InfolettreJuin2020_CoursePied
By Mylène Poirier
Olympe Kinesiologist

So you’ve decided to sign up for a running event, maybe a fund-raiser like À vos masques, prêts, bougez! ? If you haven’t done so yet, it is now time start your preparatory training. But first, you need to plan your training sessions in order to progressively get yourself ready while reducing the risk of injury.

In case Mother Nature doesn’t feel like helping out, you can always turn to your treadmill. However, since running on a treadmill is usually easier because there is no wind to contend with, you might want to raise the gradient a degree or two to simulate outdoor conditions. Doing so will facilitate the transition from the treadmill when you go running outside. That being said, if you’re a beginner, you might want to wait until you’re comfortable on the treadmill before raising the gradient.

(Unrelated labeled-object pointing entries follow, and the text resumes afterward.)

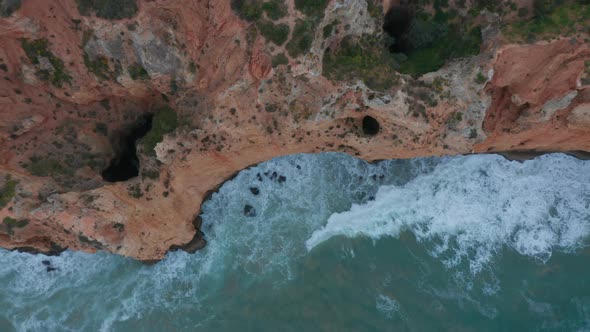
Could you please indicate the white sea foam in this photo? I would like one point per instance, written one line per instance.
(467, 208)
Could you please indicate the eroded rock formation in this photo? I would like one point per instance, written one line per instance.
(239, 100)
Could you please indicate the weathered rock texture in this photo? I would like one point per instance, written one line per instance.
(236, 110)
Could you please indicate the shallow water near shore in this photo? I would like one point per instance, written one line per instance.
(331, 243)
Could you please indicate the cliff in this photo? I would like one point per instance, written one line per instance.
(218, 89)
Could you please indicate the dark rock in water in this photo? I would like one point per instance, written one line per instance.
(249, 211)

Feel free to vary the gradient if want to put some variety into your training or if you want to ready yourself for outings over hilly terrain. Beware: avoid exceeding 7% gradient or running on an incline for longer than five minutes. The resulting pressure on your back, hips and legs, especially your calves and Achilles tendons could lead to some serious injuries. You will achieve better results by alternating between different gradients during your training sessions.

A few things to consider while training:

  • Start each session with a five to ten-minute activation period and end it with a few flexibility exercises. Think about integrating a few exercises to work on your techniques whenever you go out running.
  • To achieve optimal performance, you must run three to four times a week.
  • Perform at least one sustained running session per week.
  • Perform no more than two interval training sessions. Be aware that interval training puts more strain on your body and thus requires more rest.
  • Allow yourself at least one full day of rest per week, with just a few stretching exercises. That day of rest should ideally follow your week’s most demanding training session, that is, the interval training session.
  • Include two muscular training sessions per week. One of those can be combined with one of your running sessions.
  • Once a week, do some other exercise other than running. Swimming, for instance, is an excellent complement that helps relax your muscles and articulations. Vary your training program so you won’t lose your motivation!
  • To safely work your way towards your objectives, increase the total distance of your running sessions by about 10% each week. In terms of duration, the rule of thumb consists in adding one minute to each outing, at most.

To get a suitable running-specific muscular training program, talk to a professional.